However, there is another group of Ohio and U.S. citizens whose situation deserves equal attention: those affected by eliminating the absentee-ballot “grace period” for ballots mailed from overseas. It appears that lawmakers and election officials may not be fully considering the real-world impact on U.S. military personnel, federal civilian employees, and their dependents stationed abroad.
At any given time, there are roughly 170,000 U.S. service members overseas, along with about 200,000 accompanying family members (not all of voting age). In addition, there are approximately 40,000 federal civilian employees abroad, plus their families. Ohio is the home of record for about 2–3% of active-duty personnel, which means an estimated 3,000–5,000 Ohio service members are stationed overseas at any one time. Applying the same proportion to federal employees adds roughly 1,000 more Ohioans. In total, more than 6,000 Ohio residents overseas—not counting their family members—may be affected by this policy change.
The Uniformed and Overseas Citizens Absentee Voting Act (UOCAVA), enacted in 1986, exists to ensure that these voters are not disenfranchised simply because they are serving or living abroad.
For these voters, mailing timelines are not theoretical. They rely on military mail, diplomatic pouch services, and foreign postal systems that can be delayed by distance, weather, security conditions, or host-nation disruptions. Even when ballots are mailed on time, delays completely outside the voter’s control can cause legally cast ballots to go uncounted if no grace period exists.
These are Americans serving our country—often in difficult or remote locations. Removing grace periods risks disenfranchising exactly the people we frequently thank for their service.
Reasonable receipt windows acknowledge the realities of overseas mail and help ensure that ballots mailed on time are counted. Whatever one’s views on other election issues, making sure deployed service members, federal employees, and their families can vote should be something we can all support.
Charles “Dennis” Hall
Beavercreek
Ohio made right choice in farm animal law
Thank you for Reporter London Bishop’s article on Ohio’s new restrictions on gestation crates for pigs. Given Ohio’s enormous role in U.S. pork production, this shift is undeniably significant, and it was encouraging to see such careful reporting on an issue that rarely receives sustained attention.
At the same time, the article was a reminder of how difficult the lives of farmed animals can be. The fact that pigs were ever kept in conditions so restrictive they couldn’t turn around is deeply unsettling, and even with these new rules, their reality remains far from easy. Still, reducing the most extreme forms of confinement matters, and I’m grateful to see Ohio take a step that lessens at least some of that suffering.
I also appreciated the article’s recognition of the long, complicated process behind this change. Progress in the treatment of farmed animals often comes slowly, through negotiation and persistence, and even imperfect improvements can open the door to broader conversations about how we care for the beings who depend entirely on us.

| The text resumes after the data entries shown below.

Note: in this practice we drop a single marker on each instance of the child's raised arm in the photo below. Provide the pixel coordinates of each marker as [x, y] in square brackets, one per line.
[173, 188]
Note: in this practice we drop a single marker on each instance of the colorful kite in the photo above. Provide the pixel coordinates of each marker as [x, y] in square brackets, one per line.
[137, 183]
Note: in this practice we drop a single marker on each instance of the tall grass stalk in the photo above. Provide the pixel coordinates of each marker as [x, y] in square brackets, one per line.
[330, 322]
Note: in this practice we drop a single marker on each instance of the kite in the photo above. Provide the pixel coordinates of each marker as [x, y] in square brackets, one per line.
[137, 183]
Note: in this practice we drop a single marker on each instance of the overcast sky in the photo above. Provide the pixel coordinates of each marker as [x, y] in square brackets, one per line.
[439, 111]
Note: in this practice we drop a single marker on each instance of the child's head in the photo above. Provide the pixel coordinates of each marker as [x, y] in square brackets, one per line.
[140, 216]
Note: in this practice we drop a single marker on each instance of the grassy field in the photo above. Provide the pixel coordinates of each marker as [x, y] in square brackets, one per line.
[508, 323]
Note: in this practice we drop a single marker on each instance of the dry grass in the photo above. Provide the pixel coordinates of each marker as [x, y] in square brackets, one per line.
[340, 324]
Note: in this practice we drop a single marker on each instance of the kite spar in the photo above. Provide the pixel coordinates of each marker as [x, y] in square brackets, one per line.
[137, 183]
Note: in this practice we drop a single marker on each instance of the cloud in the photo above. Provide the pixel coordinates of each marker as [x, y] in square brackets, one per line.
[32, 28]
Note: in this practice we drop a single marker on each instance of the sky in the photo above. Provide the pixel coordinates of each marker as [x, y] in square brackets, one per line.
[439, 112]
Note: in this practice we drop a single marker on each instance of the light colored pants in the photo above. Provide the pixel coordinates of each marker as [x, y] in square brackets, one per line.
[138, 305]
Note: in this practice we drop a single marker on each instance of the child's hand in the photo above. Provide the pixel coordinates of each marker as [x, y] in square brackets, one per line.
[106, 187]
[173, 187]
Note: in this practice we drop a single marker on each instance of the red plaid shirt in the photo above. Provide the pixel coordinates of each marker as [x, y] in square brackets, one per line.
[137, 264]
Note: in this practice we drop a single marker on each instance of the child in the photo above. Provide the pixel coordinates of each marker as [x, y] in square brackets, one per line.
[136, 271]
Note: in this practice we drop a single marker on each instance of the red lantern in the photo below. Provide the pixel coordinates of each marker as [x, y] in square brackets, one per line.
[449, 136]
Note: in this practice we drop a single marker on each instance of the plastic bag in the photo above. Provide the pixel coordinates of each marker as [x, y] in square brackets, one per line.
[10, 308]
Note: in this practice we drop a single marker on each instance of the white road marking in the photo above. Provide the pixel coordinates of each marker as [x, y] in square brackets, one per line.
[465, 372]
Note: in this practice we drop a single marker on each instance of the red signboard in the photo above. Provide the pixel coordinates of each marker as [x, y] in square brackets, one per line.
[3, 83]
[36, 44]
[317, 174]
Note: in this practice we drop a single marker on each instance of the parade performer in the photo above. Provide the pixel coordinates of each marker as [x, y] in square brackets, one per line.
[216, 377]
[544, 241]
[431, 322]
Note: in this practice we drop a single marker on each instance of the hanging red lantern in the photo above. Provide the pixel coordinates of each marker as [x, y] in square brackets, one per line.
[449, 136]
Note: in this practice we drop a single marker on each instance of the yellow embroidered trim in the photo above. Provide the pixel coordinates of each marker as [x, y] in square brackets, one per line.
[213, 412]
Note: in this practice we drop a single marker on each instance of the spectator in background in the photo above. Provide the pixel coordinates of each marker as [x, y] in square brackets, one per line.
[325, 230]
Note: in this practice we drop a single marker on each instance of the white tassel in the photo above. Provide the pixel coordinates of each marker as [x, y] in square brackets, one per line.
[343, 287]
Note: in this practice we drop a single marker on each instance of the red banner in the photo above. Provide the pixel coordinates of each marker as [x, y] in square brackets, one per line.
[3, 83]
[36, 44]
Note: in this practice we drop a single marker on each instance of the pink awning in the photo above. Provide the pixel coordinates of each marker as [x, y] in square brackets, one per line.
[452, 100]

Thank you again for giving space to an issue that deserves far more public reflection.
Sara Crane
Toronto, Ohio
Rep. Mike Turner is not working for us
U.S. Rep. Mike Turner, R-Dayton has managed to avoid getting called out as a RINO. By voting to confirm every unqualified Trump sycophant currently mismanaging our government and voting for a budget that extends tax breaks for billionaires and ends health care subsidies for millions, he stays loyal enough to the MAGA regime.
Reporter Jamie Dupree had to write his article without actually interviewing Mike Turner, but he isn’t the only one he won’t meet. We constituents have been asking for a town hall for years. Allegedly, he keeps office hours, but we only find a staff person there. Who is Mike Turner working for? Not us.